If the basename of `--transformer-weights-path` contains the pattern
`svdq-(int4|fp4)_r{rank}`, SGLang will automatically:
- enable SVDQuant
- infer `--quantization-precision`
- infer `--quantization-rank`
Examples:
| checkpoint name fragment | inferred precision | inferred rank | notes |
|--------------------------|--------------------|---------------|-------|
| `svdq-int4_r32` | `int4` | `32` | Standard INT4 checkpoint |
| `svdq-int4_r128` | `int4` | `128` | Higher-quality INT4 checkpoint |
| `svdq-fp4_r32` | `nvfp4` | `32` | `fp4` in the filename maps to CLI value `nvfp4` |
| `svdq-fp4_r128` | `nvfp4` | `128` | Higher-quality NVFP4 checkpoint |
Common filenames:
| filename | precision | rank | typical use |
|----------|-----------|------|-------------|
| `svdq-int4_r32-qwen-image.safetensors` | `int4` | `32` | Balanced default |
| `svdq-int4_r128-qwen-image.safetensors` | `int4` | `128` | Quality-focused |
| `svdq-fp4_r32-qwen-image.safetensors` | `nvfp4` | `32` | RTX 50-series / NVFP4 path |
| `svdq-fp4_r128-qwen-image.safetensors` | `nvfp4` | `128` | Quality-focused NVFP4 |
| `svdq-int4_r32-qwen-image-lightningv1.0-4steps.safetensors` | `int4` | `32` | Lightning 4-step |
| `svdq-int4_r128-qwen-image-lightningv1.1-8steps.safetensors` | `int4` | `128` | Lightning 8-step |
If your checkpoint name does not follow this convention, pass
`--enable-svdquant`, `--quantization-precision`, and `--quantization-rank`
explicitly.
### Usage Examples
Recommended auto-detected flow:
```bash
sglang generate \
--model-path Qwen/Qwen-Image \
--transformer-weights-path /path/to/svdq-int4_r32-qwen-image.safetensors \
--prompt "a beautiful sunset" \
--save-output
```
Manual override when the filename does not encode the quant settings:
```bash
sglang generate \
--model-path Qwen/Qwen-Image \
--transformer-weights-path /path/to/custom_nunchaku_checkpoint.safetensors \
--enable-svdquant \
--quantization-precision int4 \
--quantization-rank 128 \
--prompt "a beautiful sunset" \
--save-output
```
### Notes
- `--transformer-weights-path` is the canonical flag for Nunchaku checkpoints.

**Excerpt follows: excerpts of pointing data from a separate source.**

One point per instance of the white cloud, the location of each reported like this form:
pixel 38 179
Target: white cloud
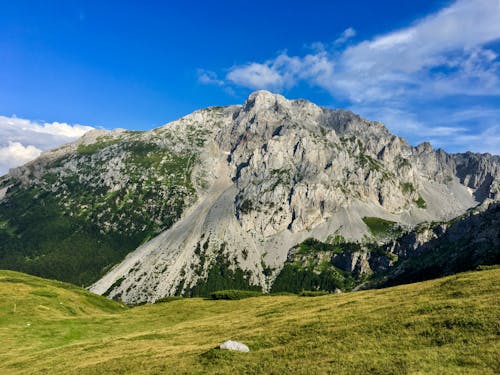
pixel 447 54
pixel 345 36
pixel 440 54
pixel 208 77
pixel 16 154
pixel 256 76
pixel 22 140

Older config names such as `quantized_model_path` are treated as
compatibility aliases.
- Auto-detection only happens when the checkpoint basename matches
`svdq-(int4|fp4)_r{rank}`.
- The CLI values are `int4` and `nvfp4`. In filenames, the NVFP4 variant is
written as `fp4`.
- Lightning checkpoints usually expect matching `--num-inference-steps`, such
as `4` or `8`.
- Current runtime validation only allows Nunchaku on NVIDIA CUDA Ampere (SM8x)

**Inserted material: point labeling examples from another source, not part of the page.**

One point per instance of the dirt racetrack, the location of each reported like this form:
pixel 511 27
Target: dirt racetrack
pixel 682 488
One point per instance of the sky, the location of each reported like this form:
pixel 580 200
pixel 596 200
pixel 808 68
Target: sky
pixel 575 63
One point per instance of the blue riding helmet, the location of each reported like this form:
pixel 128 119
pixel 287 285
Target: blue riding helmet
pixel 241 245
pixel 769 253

or SM12x GPUs. Hopper (SM90) is currently rejected.
## [ModelSlim](https://gitcode.com/Ascend/msmodelslim)
MindStudio-ModelSlim (msModelSlim) is a model offline quantization compression tool launched by MindStudio and optimized for Ascend hardware.
- **Installation**
```bash
# Clone repo and install msmodelslim:
git clone https://gitcode.com/Ascend/msmodelslim.git
cd msmodelslim
bash install.sh
```
- **Multimodal_sd quantization**
Download the original floating-point weights of the large model. Taking Wan2.2-T2V-A14B as an example, you can go to [Wan2.2-T2V-A14B](https://modelscope.cn/models/Wan-AI/Wan2.2-T2V-A14B) to obtain the original model weights. Then install other dependencies (related to the model, refer to the modelscope model card).
> Note: You can find pre-quantized validated models on [modelscope/Eco-Tech](https://modelscope.cn/models/Eco-Tech).

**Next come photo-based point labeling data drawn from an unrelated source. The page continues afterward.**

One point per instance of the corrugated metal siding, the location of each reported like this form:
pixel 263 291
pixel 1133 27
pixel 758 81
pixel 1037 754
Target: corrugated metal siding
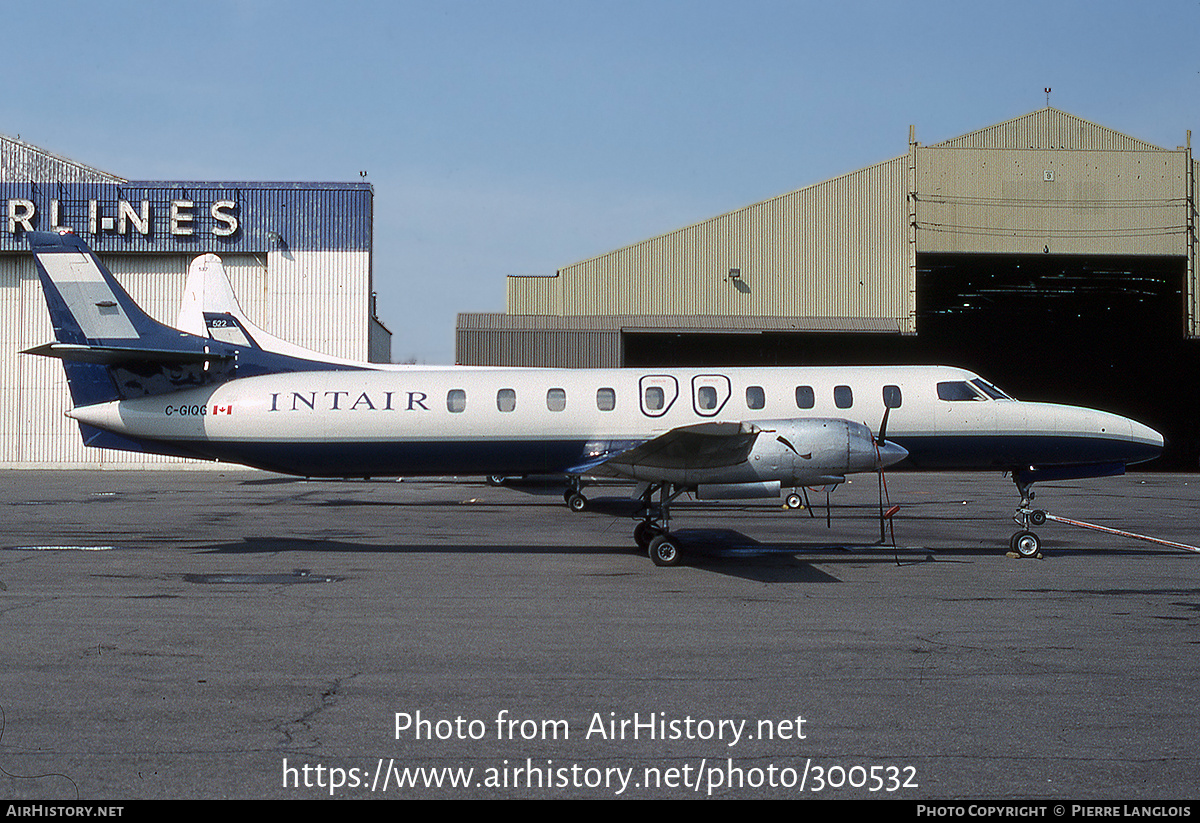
pixel 831 250
pixel 537 294
pixel 1048 128
pixel 595 341
pixel 1000 200
pixel 22 162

Run quantization using one-click quantization (recommended):
```bash
msmodelslim quant \
--model_path /path/to/wan2_2_float_weights \
--save_path /path/to/wan2_2_quantized_weights \
--device npu \
--model_type Wan2_2 \
--quant_type w8a8 \
--trust_remote_code True
```
For more detailed examples of quantization of models, as well as information about their support, see the [examples](https://gitcode.com/Ascend/msmodelslim/blob/master/example/multimodal_sd/README.md) section in ModelSLim repo.
> Note: SGLang does not support quantized embeddings, please disable this option when quantizing using msmodelslim.
- **Auto-Detection and different formats**
For msmodelslim checkpoints, it's enough to specify only ```--model-path```, the detection of quantization occurs automatically for each layer using parsing of `quant_model_description.json` config.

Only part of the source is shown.